According to the Bush transition office, those selected include:

- United Nations Ambassador Vernon A. Walters to be ambassador to West Germany. Walters, a retired lieutenant general whose many government posts included deputy director of the Central Intelligence Agency, has long been a favorite of conservative Republican administrations.
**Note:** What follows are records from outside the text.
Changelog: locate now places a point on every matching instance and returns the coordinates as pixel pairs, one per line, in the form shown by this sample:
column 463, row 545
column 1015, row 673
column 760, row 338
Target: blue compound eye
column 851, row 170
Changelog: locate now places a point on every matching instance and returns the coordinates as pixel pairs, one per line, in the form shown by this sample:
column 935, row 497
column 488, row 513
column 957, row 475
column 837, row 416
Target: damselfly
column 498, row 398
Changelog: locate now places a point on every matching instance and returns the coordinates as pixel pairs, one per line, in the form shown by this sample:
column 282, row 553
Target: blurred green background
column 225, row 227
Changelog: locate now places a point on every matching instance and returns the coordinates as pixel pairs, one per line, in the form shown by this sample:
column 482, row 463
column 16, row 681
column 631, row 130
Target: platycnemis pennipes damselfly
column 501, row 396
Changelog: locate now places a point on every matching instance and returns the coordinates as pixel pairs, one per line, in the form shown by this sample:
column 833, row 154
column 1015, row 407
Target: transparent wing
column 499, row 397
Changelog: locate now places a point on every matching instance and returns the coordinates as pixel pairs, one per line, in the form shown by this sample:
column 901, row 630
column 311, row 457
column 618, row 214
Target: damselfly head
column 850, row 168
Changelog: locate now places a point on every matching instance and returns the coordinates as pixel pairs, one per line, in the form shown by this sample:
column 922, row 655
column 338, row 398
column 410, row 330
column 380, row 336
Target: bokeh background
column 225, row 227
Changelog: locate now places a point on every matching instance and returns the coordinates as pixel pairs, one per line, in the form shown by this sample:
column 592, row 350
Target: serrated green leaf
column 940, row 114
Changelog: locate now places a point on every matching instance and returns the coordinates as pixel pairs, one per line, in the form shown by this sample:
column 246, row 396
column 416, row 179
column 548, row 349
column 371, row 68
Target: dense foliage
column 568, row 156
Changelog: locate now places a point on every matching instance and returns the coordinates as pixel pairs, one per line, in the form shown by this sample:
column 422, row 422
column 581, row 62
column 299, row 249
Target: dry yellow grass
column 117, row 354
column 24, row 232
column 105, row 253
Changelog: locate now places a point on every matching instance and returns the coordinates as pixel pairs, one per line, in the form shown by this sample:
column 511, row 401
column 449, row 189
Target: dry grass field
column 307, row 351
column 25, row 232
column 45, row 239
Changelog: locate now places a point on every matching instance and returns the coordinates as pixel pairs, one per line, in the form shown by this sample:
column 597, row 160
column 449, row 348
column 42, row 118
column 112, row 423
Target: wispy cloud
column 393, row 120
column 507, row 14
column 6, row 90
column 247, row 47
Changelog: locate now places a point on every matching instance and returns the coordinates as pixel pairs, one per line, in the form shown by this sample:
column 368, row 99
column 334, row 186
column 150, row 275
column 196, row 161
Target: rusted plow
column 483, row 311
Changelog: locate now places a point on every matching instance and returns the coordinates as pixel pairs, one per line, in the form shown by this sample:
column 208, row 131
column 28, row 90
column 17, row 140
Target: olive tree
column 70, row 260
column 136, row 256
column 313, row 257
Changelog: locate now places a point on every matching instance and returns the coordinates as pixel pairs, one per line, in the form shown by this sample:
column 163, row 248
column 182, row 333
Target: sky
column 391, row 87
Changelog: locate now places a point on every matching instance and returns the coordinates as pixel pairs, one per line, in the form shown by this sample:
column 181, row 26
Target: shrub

- Henry E. Catto to be ambassador to Great Britain. A wealthy Texan and friend of Baker, he previously served as ambassador to El Salvador, chief of protocol and Defense Department spokesman.

- Donald P. Gregg, a former career CIA official who has been vice presidential national security adviser to Bush for nearly 61/2 years, to be ambassador to South Korea. Gregg, who served as CIA chief in Seoul in the mid-1970s, became the subject of controversy in the Iran-Contra investigation because of his ties to the Nicaraguan contra supply network.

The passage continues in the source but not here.